Fire officials estimated 15 structures burned, but could not say how many were homes. TV news helicopters and photos from the scene showed several houses in flames.

They included the Twin Pines home of Dave Clark, whose parents were killed in a house fire in the city of Riverside in April 2012, the Riverside Press-Enterprise reported. Prosecutors alleged Clark’s sister Deborah Clark set that fire, and she was awaiting a mental-competency hearing to see if she was competent to stand trial for her parents’ deaths.

A photograph taken by the Desert Sun newspaper showed Clark talking on his cellphone with the home fully engulfed in flames behind him.

“He said he lost everything, he couldn’t talk,” brother Jeff Clark told the Press-Enterprise.

Evacuation orders covered the Silent Valley Club, a private RV resort, the rural communities of Poppet Flats, Twin Pines, Edna Valley and Vista Grande, and portions of Cabazon, a city along Interstate 10 at the base of the mountain range.

Evacuation centers were set up at high schools in Hemet and Banning.

Margaret Runnels of Poppet Flats was at work when her house came under an evacuation order. She was in Banning waiting for her husband to collect pets and valuables from their house.
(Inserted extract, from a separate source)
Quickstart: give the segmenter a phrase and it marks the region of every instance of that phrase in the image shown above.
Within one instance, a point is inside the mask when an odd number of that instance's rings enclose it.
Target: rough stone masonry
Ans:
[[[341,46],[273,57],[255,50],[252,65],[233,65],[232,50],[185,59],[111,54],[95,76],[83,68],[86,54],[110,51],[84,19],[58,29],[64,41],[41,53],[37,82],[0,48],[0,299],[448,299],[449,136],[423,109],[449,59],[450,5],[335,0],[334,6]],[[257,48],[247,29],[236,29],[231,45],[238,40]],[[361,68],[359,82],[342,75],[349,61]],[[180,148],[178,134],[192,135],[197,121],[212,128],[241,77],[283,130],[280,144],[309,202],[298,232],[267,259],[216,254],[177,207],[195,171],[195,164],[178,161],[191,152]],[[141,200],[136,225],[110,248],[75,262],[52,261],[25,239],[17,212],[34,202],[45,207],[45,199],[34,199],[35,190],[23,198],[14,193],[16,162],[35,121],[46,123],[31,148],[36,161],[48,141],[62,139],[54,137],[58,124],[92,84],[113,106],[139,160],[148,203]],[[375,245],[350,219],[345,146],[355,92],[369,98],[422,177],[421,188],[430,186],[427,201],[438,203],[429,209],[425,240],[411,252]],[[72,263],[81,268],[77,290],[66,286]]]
“I was hoping they would let me back up to get some personal items I knew my husband would forget like a jewelry box and stuff that means stuff,” a crying Runnels told the Desert Sun. “You always tell yourself to prepare everything but you never take the stupid time to do it.”

Thirteen helicopters and six air tankers were assigned to the blaze.

Most of Southern California’s severe wildfires are associated with Santa Ana winds caused by high pressure over the West that sends a clockwise flow of air rushing down into the region. This week’s fire, however, was being fanned by a counter-clockwise flow around a low pressure area over northwest California.

It was the second major wildfire in the San Jacinto Mountains this summer. A blaze that erupted in mid-July spread over 43 square miles on peaks above Palm Springs, burned seven homes and forced 6,000 people out of Idyllwild and neighboring towns.

The latest fire also burned in the footprint of the notorious Esperanza Fire, a 2006, wind-driven inferno that overran a U.S. Forest Service engine crew defending a Twin Pines home. All five crew members died. A local man was convicted of murder and arson for starting the fire on a Cabazon hillside and was sentenced to death.